You can count on one hand the number of things that impressed me about London’s opening ceremony of the Olympics. The rings that rained gold were pretty. The Queen parachuted Bond-style into the arena. That was definitely cool. And who doesn’t like a bit of Beckham on a boat? The rest (that I stayed up for) left me feeling back in school, without the answer and about to be called on.

I had one overwhelming thought as I watched Friday night’s display: What on earth is going on? My confusion began shortly after the madcap, dizzying montage opening and lasted all the way through to the start of the Parade of Countries. (I gave up and went to bed with a headache after Australia.)

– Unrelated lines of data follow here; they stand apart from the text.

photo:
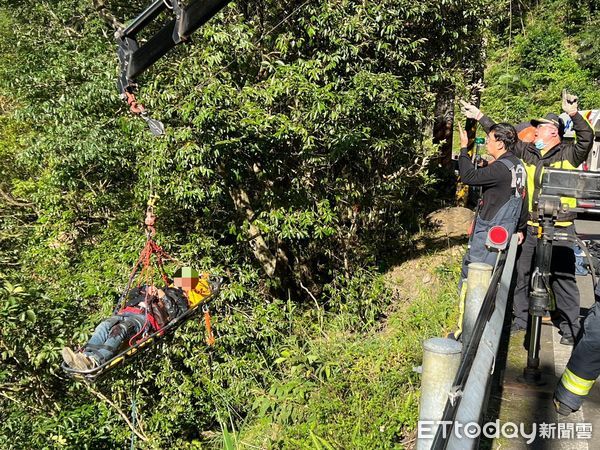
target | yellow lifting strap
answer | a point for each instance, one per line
(576, 385)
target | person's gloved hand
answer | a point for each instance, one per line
(569, 103)
(470, 111)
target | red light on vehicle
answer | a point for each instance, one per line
(497, 236)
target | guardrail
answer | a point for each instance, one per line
(468, 392)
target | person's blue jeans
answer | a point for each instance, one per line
(111, 333)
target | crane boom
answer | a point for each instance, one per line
(135, 59)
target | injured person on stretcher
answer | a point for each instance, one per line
(147, 309)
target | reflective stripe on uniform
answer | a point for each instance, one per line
(576, 385)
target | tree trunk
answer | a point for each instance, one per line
(443, 123)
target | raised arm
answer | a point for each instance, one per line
(472, 112)
(578, 152)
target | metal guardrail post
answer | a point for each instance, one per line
(441, 358)
(478, 281)
(474, 393)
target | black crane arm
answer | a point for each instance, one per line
(188, 17)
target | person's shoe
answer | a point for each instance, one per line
(72, 359)
(515, 328)
(561, 408)
(85, 361)
(567, 340)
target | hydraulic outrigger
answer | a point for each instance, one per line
(556, 183)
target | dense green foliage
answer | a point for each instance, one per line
(527, 73)
(296, 163)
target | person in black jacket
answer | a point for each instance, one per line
(548, 150)
(503, 192)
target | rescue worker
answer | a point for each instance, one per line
(147, 309)
(584, 365)
(548, 150)
(503, 192)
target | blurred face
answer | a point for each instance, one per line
(494, 147)
(186, 283)
(546, 132)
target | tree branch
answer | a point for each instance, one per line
(139, 433)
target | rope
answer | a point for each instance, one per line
(133, 416)
(285, 19)
(508, 58)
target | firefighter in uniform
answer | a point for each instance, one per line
(502, 199)
(584, 365)
(548, 150)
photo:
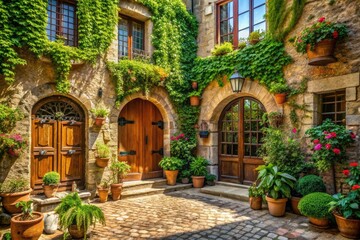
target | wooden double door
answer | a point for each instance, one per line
(141, 139)
(239, 140)
(57, 142)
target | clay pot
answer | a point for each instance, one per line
(116, 191)
(10, 199)
(102, 162)
(103, 194)
(171, 176)
(322, 54)
(349, 228)
(280, 98)
(198, 181)
(255, 203)
(99, 121)
(294, 204)
(29, 230)
(276, 207)
(50, 190)
(194, 100)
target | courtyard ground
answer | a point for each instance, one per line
(189, 214)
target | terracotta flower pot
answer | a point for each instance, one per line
(30, 229)
(255, 203)
(102, 162)
(322, 54)
(276, 207)
(103, 194)
(10, 199)
(194, 100)
(171, 176)
(116, 191)
(280, 98)
(294, 205)
(349, 228)
(50, 190)
(198, 181)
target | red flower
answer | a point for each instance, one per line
(353, 164)
(336, 151)
(321, 19)
(335, 34)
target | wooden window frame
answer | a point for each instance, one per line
(236, 19)
(130, 33)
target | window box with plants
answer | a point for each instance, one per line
(119, 170)
(28, 224)
(100, 115)
(198, 171)
(14, 191)
(319, 41)
(277, 186)
(76, 217)
(171, 167)
(51, 181)
(103, 155)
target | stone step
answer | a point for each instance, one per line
(237, 193)
(153, 190)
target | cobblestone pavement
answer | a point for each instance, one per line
(191, 215)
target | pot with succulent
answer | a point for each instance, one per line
(171, 167)
(14, 191)
(100, 115)
(119, 170)
(76, 217)
(199, 171)
(28, 224)
(277, 186)
(103, 155)
(51, 182)
(346, 208)
(256, 197)
(319, 41)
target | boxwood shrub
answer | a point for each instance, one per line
(316, 205)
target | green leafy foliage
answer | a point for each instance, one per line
(316, 205)
(310, 184)
(51, 178)
(275, 183)
(171, 163)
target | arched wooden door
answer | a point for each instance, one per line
(239, 139)
(57, 142)
(141, 139)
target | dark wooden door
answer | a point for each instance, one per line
(57, 142)
(141, 139)
(239, 139)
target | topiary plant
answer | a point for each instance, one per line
(310, 184)
(316, 205)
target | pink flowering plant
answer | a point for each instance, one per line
(329, 143)
(317, 32)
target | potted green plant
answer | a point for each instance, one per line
(51, 182)
(171, 166)
(28, 224)
(255, 197)
(199, 171)
(14, 191)
(319, 41)
(103, 155)
(119, 170)
(76, 217)
(315, 206)
(277, 186)
(100, 115)
(280, 90)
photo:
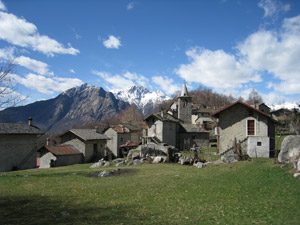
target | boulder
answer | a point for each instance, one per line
(290, 149)
(230, 158)
(104, 173)
(136, 162)
(199, 165)
(217, 162)
(107, 164)
(97, 164)
(135, 155)
(297, 175)
(120, 163)
(159, 159)
(118, 160)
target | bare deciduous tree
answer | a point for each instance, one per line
(8, 96)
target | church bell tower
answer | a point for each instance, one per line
(185, 106)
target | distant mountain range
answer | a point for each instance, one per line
(144, 99)
(81, 105)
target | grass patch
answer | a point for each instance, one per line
(256, 192)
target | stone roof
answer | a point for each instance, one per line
(184, 92)
(19, 128)
(216, 114)
(193, 128)
(131, 127)
(62, 150)
(88, 134)
(164, 117)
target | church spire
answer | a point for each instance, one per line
(184, 92)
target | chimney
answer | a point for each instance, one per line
(48, 141)
(30, 121)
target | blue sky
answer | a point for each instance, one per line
(231, 46)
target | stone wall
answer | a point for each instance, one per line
(233, 124)
(45, 159)
(14, 148)
(169, 133)
(197, 139)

I loved Slumdog Millionaire, but personally, I’d call this a miss for British director, Danny Boyle. Unless the point was to entertain Brits only (even though the whole world was watching.) There were lots of inside jokes and cultural references that only a local audience would understand. But I have to wonder how much of all that history even the English knew. In a performance that was supposed to represent England’s Industrial Revolution, but looked more like a scene from Les Miserables, dirty, ragamuffin actors  were miming some kind of manual labor (shoveling?) while hoards of other actors with top hats and beards joined them. I still haven’t figured out who the bearded men were supposed to be.

And I know I risk standing alone on this one and outing myself as a real stick-in-the-mud, but I don’t think Mr. Bean (Rowan Atkinson) is that funny. I would’ve rather watched the musicians play “Chariots of Fire” than him make fun of it.

There were some brief moments of clarity for me when classic children’s characters created by British authors took center stage. Everyone could recognize Mary Poppins, Captain Hook and Cruella de Vil. It was less clear, however, why the Mary Poppins were tucking a giant baby (think Toy Story 3) into bed. I’m with the announcer who said, “I’m not sure if that’s cute or just creepy.” Oh, it’s creepy all right.

All this really shouldn’t come as a surprise. Boyle is known for being complex and often dark. My mother probably loved it. As did most of England. As for me, I’ll be looking to the Games themselves for my dramatic storytelling. No Cliff’s Notes needed.